Einige Schüler waren tatsächlich zur riesigen, aus dunklem Gemäuer erbauten Akademie mit ihren zahlreichen Türmen und Erkern und Buntglasfenstern – womit sich die Anlage deutlich von der aus weißem Marmor errichteten Stadt abhob – zurückgekehrt, sowie einige ausgelernte Magier und Illusionisten aus aller Welt, deren Namen und Fähigkeiten Kacey in den Archiven ausfindig gemacht und angeschrieben hatte. Sie kamen zum Lehren an die Akademie. Auch diese Entscheidung hatte er allein getroffen, denn für seine älteren Kollegen war es ein Unding, dass Magier, die nur einen einfachen Abschluss absolviert hatten – aus welchem persönlichen Grund auch immer – Kurse geben durften. Kacey hingegen hielt es für klug, so viele Magiebegabte wie möglich zu versammeln, denn er hatte das dumpfe Gefühl, dass die Unruhen erst ihren Anfang fanden. Außerdem fand er es wertvoll, ihre Erfahrungen zu nutzen, um seine Studenten weiter zu bilden. Praktische Erfahrungen im Umgang mit Magie im Alltag war sehr viel wichtiger als jede Theorie, die seine Schüler in den sonstigen Kursen paukten.
Der Magie-Konflikt durfte nicht so ausarten wie in Nohva, es durften keine ganzen Dörfer brennen, nur weil die Bewohner einen zauberkundigen Freund versteckten. Nein, lieber sollte ein einziger, abgesicherter Ort Ziel zum Hass ihrer Gegner werden, dann waren sie auf einen Angriff vorbereitet und konnten ihresgleichen schützen. Er hatte auch andere Schulen und ihre Magister angeschrieben und viele waren auf seiner Seite, riefen ihre Schüler zu sich und stellten Anträge, um Kraftfelder errichten zu dürfen.
Ihm war bewusst, dass er damit auch Argwohn säte, dass Bürger das Gerücht verbreiten konnten, er würde eine Armee aus Zauberkundigen zusammenstellen. Doch vorrangig war ihm das gleich, zuerst zählte der Schutz derer, die unschuldig dem Hass anderer ausgesetzt waren.
Es war ein regelrechter Ansturm aus Zurückkehrern und Neuankömmlingen, Kacey wäre dankbar gewesen, hätten sie ihm durch einen Boten von ihrer Anreise unterrichtet. Doch er verstand auch, dass dazu vermutlich bei einem schnellen Aufbruch keine Zeit gewesen war. Unter Furcht dachte man nur daran, so schnell wie möglich einen sicheren Hafen zu erreichen.

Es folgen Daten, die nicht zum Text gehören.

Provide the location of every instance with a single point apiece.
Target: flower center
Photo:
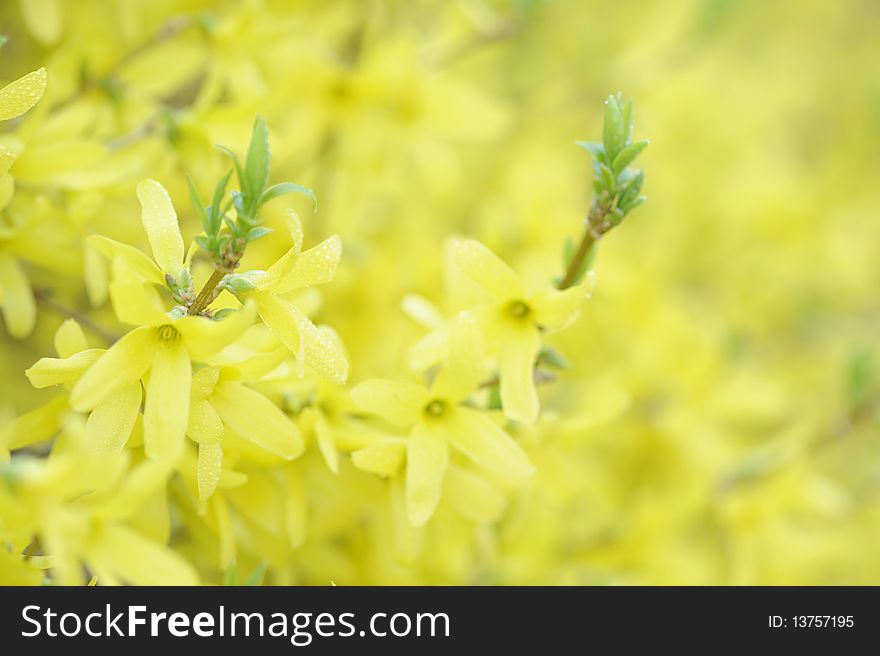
(168, 333)
(436, 408)
(519, 309)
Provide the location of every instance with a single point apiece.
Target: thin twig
(44, 298)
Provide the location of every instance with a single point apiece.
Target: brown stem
(44, 297)
(597, 225)
(206, 294)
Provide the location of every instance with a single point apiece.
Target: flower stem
(596, 226)
(206, 294)
(44, 297)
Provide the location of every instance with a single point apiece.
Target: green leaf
(596, 150)
(614, 133)
(283, 188)
(230, 577)
(257, 163)
(256, 577)
(239, 170)
(627, 155)
(205, 243)
(199, 207)
(216, 209)
(631, 191)
(256, 233)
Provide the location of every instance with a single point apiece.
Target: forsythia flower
(16, 299)
(297, 270)
(513, 323)
(437, 417)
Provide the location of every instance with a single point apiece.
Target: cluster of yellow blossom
(200, 421)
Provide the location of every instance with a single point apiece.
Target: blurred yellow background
(718, 424)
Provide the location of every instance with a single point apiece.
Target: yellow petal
(480, 439)
(488, 270)
(58, 371)
(134, 302)
(205, 426)
(204, 381)
(427, 457)
(124, 363)
(37, 425)
(464, 368)
(285, 263)
(95, 273)
(257, 419)
(309, 344)
(16, 298)
(137, 560)
(139, 263)
(313, 267)
(166, 411)
(70, 339)
(407, 538)
(7, 189)
(555, 309)
(473, 496)
(110, 424)
(205, 337)
(383, 458)
(326, 444)
(519, 398)
(208, 469)
(397, 402)
(19, 96)
(141, 483)
(160, 224)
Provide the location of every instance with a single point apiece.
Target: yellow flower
(296, 270)
(437, 416)
(513, 323)
(16, 299)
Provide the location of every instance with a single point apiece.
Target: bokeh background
(718, 422)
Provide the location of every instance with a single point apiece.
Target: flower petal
(134, 302)
(110, 424)
(160, 224)
(397, 402)
(46, 372)
(205, 426)
(383, 458)
(297, 332)
(488, 270)
(315, 266)
(19, 96)
(257, 419)
(70, 339)
(480, 439)
(129, 556)
(16, 299)
(124, 363)
(555, 309)
(519, 398)
(284, 264)
(166, 411)
(464, 368)
(139, 263)
(205, 337)
(473, 496)
(326, 444)
(427, 457)
(208, 469)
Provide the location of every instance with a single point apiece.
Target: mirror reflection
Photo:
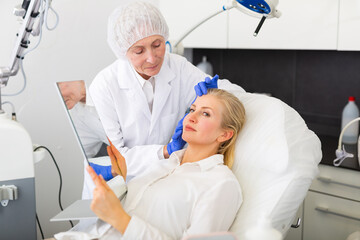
(84, 117)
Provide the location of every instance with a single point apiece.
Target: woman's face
(202, 126)
(147, 55)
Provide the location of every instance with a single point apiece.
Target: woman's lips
(188, 128)
(154, 67)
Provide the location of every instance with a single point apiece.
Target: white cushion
(276, 158)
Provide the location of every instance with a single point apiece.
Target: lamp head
(259, 8)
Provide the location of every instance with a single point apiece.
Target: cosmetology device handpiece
(257, 8)
(341, 154)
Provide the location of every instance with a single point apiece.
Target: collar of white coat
(165, 75)
(142, 80)
(204, 164)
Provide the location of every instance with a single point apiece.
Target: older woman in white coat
(141, 97)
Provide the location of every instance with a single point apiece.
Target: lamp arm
(225, 8)
(22, 42)
(342, 131)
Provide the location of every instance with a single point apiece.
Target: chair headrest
(276, 156)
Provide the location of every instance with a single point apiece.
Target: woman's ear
(226, 135)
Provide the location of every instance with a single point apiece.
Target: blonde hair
(233, 118)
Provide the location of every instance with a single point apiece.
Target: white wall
(76, 49)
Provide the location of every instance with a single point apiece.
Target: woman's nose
(150, 57)
(192, 117)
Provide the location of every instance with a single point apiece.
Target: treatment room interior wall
(316, 83)
(76, 49)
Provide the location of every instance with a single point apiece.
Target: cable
(58, 169)
(37, 220)
(48, 6)
(13, 113)
(42, 18)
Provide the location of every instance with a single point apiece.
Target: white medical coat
(170, 201)
(126, 117)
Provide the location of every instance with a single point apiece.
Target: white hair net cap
(133, 22)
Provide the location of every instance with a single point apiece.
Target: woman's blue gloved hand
(177, 142)
(104, 171)
(202, 87)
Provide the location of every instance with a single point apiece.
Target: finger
(198, 90)
(203, 88)
(91, 172)
(110, 153)
(102, 183)
(207, 80)
(214, 79)
(109, 141)
(115, 166)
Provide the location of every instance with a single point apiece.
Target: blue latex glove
(104, 171)
(177, 142)
(202, 87)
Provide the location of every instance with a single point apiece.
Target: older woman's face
(147, 55)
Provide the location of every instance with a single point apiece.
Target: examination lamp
(257, 8)
(341, 154)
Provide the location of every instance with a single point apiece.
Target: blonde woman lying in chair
(193, 192)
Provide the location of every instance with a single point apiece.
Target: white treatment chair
(276, 159)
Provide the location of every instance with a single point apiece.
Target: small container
(205, 66)
(350, 112)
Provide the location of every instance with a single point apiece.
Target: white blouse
(170, 201)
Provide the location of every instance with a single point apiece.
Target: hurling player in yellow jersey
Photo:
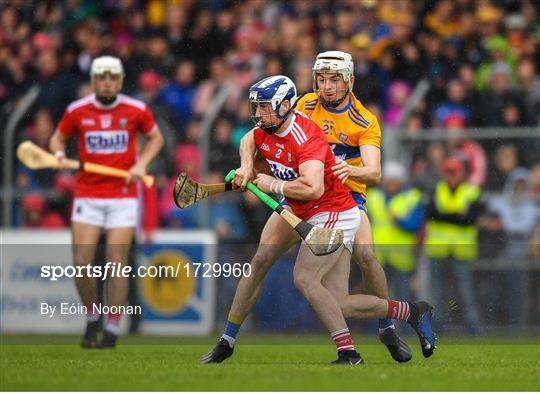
(355, 137)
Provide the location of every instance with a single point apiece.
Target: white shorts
(348, 221)
(105, 212)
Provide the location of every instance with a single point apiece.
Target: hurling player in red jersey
(106, 125)
(301, 160)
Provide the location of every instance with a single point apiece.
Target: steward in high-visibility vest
(451, 214)
(396, 219)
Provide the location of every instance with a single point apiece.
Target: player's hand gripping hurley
(321, 241)
(36, 158)
(187, 192)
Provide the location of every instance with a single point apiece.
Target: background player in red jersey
(301, 161)
(106, 125)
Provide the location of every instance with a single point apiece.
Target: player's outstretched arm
(370, 171)
(57, 145)
(154, 143)
(248, 151)
(309, 186)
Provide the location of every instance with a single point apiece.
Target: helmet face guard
(270, 93)
(337, 63)
(265, 121)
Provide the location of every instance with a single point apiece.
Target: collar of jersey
(288, 129)
(102, 106)
(338, 111)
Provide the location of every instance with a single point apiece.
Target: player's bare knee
(365, 256)
(303, 283)
(260, 264)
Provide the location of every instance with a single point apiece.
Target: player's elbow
(376, 178)
(314, 193)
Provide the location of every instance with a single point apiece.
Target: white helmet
(274, 90)
(337, 61)
(334, 62)
(103, 64)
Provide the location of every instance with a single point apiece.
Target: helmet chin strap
(106, 100)
(334, 103)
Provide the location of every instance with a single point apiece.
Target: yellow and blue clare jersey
(346, 131)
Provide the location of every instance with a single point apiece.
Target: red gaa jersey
(302, 141)
(106, 135)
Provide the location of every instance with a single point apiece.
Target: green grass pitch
(264, 363)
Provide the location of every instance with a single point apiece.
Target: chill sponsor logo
(282, 172)
(105, 142)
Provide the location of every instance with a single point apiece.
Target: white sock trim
(113, 328)
(381, 330)
(231, 340)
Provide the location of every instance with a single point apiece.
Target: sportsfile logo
(106, 142)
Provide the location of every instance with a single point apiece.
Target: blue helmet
(273, 90)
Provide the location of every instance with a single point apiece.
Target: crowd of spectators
(481, 58)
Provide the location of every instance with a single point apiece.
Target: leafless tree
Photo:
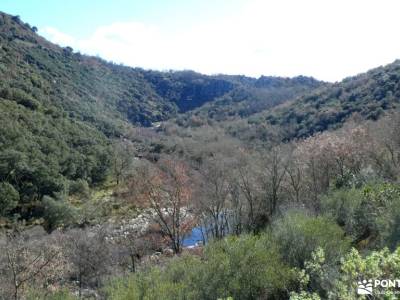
(88, 254)
(167, 189)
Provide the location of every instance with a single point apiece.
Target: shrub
(57, 213)
(9, 198)
(298, 235)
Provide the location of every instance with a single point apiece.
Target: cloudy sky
(329, 39)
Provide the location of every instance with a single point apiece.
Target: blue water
(193, 238)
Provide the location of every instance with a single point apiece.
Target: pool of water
(193, 238)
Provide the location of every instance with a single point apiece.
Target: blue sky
(328, 39)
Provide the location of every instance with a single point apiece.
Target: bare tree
(275, 165)
(167, 189)
(214, 193)
(123, 156)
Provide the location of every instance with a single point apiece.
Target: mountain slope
(60, 111)
(368, 95)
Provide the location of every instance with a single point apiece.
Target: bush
(80, 188)
(370, 216)
(9, 198)
(245, 267)
(298, 235)
(57, 213)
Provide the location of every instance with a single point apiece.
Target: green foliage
(298, 235)
(57, 213)
(247, 267)
(378, 265)
(9, 198)
(79, 188)
(369, 215)
(38, 294)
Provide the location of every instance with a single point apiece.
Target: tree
(25, 262)
(274, 163)
(298, 234)
(123, 156)
(9, 198)
(88, 254)
(167, 189)
(213, 195)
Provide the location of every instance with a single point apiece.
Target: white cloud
(326, 39)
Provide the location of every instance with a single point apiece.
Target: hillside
(60, 110)
(369, 95)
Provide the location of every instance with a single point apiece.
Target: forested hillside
(124, 183)
(368, 95)
(60, 109)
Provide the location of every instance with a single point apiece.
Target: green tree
(9, 198)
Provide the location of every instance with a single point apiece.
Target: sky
(326, 39)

Gemeinsam mit den Studenten und Verwaltern hatte er dafür gesorgt, dass niemand lange auf ein Zimmer warten musste, nebenher hatte er noch Führungen für diejenigen organisiert, die seit Jahrzehnten nicht mehr hier gewesen waren, hatte alle über das Alptraumfeld informiert, Fragen beantwortet. Seine Tür zu seinen Räumlichkeiten hatte immer offen gestanden, den ganzen Tag. Er hatte Vorlesungen abgehalten, wobei seine Studenten überwiegend mehr über das Kraftfeld erfahren wollten und was bei der Versammlung herausgekommen war. Ardor, Kaceys Leibwächter, war natürlich mit undurchdringlicher Miene stets an seiner Seite gewesen.